Tunnels for Agents

You are an expert in network tunneling with deep knowledge of how AI agent systems use tunnels to cross network boundaries. You understand the security tradeoffs of exposing local services, the operational differences between tunnel tools, and the specific patterns that emerge when agents need to communicate across NATs, firewalls, and cloud/local boundaries.
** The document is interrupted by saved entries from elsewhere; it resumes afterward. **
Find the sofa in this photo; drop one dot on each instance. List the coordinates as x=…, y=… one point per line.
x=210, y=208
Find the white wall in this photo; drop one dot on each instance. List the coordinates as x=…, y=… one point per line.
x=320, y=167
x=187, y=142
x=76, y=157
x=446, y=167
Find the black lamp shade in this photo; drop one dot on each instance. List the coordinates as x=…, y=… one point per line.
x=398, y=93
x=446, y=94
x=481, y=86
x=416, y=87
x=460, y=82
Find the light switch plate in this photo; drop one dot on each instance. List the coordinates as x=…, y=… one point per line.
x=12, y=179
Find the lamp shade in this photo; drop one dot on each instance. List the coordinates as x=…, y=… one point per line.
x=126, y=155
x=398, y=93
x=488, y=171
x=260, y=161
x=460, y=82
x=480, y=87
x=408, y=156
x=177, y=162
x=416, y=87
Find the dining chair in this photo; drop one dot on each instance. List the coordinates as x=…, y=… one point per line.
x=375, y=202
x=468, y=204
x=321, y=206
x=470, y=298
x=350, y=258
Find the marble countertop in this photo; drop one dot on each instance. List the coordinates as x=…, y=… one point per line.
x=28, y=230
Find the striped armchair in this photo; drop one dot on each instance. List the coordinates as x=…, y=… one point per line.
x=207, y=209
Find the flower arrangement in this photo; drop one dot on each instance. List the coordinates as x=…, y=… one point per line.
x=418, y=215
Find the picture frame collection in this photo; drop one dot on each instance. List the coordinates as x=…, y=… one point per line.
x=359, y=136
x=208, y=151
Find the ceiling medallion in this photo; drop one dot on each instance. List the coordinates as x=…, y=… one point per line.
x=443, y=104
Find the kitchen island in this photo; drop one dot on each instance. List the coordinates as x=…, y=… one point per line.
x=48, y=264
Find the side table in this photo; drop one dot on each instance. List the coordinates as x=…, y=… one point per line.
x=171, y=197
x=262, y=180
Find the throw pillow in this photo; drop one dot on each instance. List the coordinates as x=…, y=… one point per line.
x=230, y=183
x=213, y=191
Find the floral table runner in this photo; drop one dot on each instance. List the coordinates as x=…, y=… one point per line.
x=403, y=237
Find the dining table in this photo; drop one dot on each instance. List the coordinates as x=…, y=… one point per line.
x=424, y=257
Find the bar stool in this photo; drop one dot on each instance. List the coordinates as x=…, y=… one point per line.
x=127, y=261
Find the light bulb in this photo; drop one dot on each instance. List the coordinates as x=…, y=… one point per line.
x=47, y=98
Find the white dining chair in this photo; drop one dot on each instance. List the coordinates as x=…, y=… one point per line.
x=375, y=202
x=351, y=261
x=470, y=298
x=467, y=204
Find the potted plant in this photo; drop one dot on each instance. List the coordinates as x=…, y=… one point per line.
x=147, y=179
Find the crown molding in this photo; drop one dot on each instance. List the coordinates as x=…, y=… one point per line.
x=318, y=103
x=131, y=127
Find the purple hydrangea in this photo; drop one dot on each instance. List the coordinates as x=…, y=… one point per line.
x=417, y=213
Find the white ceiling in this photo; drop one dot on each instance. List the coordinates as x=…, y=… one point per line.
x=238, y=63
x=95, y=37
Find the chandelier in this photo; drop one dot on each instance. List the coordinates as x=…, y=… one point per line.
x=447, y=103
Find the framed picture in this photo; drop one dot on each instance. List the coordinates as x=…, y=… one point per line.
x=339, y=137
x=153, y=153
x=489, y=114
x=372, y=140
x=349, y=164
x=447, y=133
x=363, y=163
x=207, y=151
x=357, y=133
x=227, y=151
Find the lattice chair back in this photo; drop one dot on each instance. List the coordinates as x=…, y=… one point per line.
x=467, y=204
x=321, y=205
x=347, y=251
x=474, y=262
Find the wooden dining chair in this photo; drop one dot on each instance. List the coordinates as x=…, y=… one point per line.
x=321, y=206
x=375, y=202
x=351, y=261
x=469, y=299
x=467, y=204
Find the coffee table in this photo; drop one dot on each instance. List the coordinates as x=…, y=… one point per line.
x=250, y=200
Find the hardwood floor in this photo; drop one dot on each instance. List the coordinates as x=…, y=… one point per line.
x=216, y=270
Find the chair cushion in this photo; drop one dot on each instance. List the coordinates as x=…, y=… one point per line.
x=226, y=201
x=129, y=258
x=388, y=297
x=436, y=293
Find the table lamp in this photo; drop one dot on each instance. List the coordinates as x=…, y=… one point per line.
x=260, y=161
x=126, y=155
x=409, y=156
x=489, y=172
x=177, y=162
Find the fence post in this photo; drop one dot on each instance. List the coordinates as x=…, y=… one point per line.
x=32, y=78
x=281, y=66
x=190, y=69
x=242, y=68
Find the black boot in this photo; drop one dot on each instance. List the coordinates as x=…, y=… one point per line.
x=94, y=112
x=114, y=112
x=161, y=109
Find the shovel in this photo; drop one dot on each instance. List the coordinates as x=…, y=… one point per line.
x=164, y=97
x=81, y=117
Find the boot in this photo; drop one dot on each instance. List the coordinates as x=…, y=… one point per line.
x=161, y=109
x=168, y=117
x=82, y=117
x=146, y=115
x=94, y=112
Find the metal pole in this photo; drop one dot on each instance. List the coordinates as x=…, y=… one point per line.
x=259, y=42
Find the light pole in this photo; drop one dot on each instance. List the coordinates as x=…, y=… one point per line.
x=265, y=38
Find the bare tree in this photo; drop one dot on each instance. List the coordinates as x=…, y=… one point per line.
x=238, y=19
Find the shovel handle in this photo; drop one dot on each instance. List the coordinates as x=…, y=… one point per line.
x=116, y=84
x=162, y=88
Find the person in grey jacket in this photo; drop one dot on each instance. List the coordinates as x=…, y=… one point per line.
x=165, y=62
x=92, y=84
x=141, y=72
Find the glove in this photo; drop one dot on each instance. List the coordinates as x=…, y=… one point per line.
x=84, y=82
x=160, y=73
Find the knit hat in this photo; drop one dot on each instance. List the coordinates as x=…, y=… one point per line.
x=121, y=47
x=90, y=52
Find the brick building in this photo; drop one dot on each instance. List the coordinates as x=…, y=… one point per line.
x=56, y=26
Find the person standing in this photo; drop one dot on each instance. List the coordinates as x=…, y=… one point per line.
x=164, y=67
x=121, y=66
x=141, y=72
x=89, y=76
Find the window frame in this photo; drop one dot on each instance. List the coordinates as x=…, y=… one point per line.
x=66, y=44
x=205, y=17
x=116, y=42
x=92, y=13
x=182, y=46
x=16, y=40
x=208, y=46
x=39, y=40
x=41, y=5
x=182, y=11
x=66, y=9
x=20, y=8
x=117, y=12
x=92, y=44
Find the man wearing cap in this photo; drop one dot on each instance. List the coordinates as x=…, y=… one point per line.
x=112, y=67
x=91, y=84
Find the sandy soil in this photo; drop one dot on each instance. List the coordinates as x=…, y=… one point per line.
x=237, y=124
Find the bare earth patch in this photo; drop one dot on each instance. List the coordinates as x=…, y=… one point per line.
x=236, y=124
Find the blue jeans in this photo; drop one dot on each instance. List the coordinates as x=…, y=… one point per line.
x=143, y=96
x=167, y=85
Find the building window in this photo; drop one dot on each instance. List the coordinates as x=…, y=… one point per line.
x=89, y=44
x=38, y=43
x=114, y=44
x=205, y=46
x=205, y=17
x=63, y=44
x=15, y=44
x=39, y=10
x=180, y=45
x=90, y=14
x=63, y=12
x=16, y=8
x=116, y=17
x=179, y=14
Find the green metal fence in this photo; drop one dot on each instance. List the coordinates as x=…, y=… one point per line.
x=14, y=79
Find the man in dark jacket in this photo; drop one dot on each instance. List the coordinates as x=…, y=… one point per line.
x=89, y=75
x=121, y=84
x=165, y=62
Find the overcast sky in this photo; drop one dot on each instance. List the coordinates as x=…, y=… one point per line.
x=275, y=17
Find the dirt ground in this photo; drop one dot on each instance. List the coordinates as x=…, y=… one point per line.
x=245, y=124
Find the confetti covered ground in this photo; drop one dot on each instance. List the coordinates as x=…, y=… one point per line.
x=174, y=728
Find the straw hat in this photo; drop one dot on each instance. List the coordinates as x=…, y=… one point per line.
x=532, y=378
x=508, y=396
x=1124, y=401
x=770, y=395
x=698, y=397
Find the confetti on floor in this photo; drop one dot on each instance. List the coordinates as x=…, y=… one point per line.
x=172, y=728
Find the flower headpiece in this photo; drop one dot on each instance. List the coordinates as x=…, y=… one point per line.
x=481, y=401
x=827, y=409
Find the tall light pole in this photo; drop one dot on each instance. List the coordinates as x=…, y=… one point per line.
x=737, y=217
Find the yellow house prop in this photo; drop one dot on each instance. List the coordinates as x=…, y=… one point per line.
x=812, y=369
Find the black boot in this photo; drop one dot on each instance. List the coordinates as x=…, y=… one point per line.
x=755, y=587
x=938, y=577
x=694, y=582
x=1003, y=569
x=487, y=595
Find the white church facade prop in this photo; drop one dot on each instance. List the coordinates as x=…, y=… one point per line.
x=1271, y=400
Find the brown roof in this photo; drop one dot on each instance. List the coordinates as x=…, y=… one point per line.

A tunnel creates a pathway between two network endpoints that would otherwise be unable to communicate directly. For agent systems, this means: exposing a local MCP server so a cloud-hosted LLM can reach it, giving a local agent access to a webhook callback URL, connecting agents running on different developer machines, and bridging the gap between "runs on my laptop" and "accessible from the internet."

Decision Points

Need to expose agent service?
│
├─ Quick dev test (< 1 hour)?
│  ├─ Need request inspection?
│  │  └─► ngrok http 3001 (builtin traffic viewer)
│  └─ Zero signup/install?
│     └─► ssh -R 80:localhost:3001 localhost.run
│
├─ Production MCP server (permanent)?
│  ├─ Own domain + need auth?
│  │  └─► Cloudflare Tunnel + CF Access
│  └─ Demo/testing only?
│     └─► ngrok with stable domain (paid)
│
├─ Agent fleet (multiple machines)?
│  ├─ Need selective public exposure?
│  │  └─► Tailscale mesh + Funnel for specific services
│  └─ All private team access?
│     └─► Tailscale serve (no public exposure)
│
├─ Need to access remote database/API?
│  ├─ Have SSH access to jumpbox?
│  │  └─► ssh -L 5432:db:5432 user@jumpbox
│  └─ Need persistent connection?
│     └─► autossh or WireGuard VPN
│
└─ Self-hosted/no external deps?
   ├─ Simple TCP forwarding?
   │  └─► bore (Rust, minimal relay server)
   └─ Need full VPN mesh?
      └─► WireGuard (manual key management)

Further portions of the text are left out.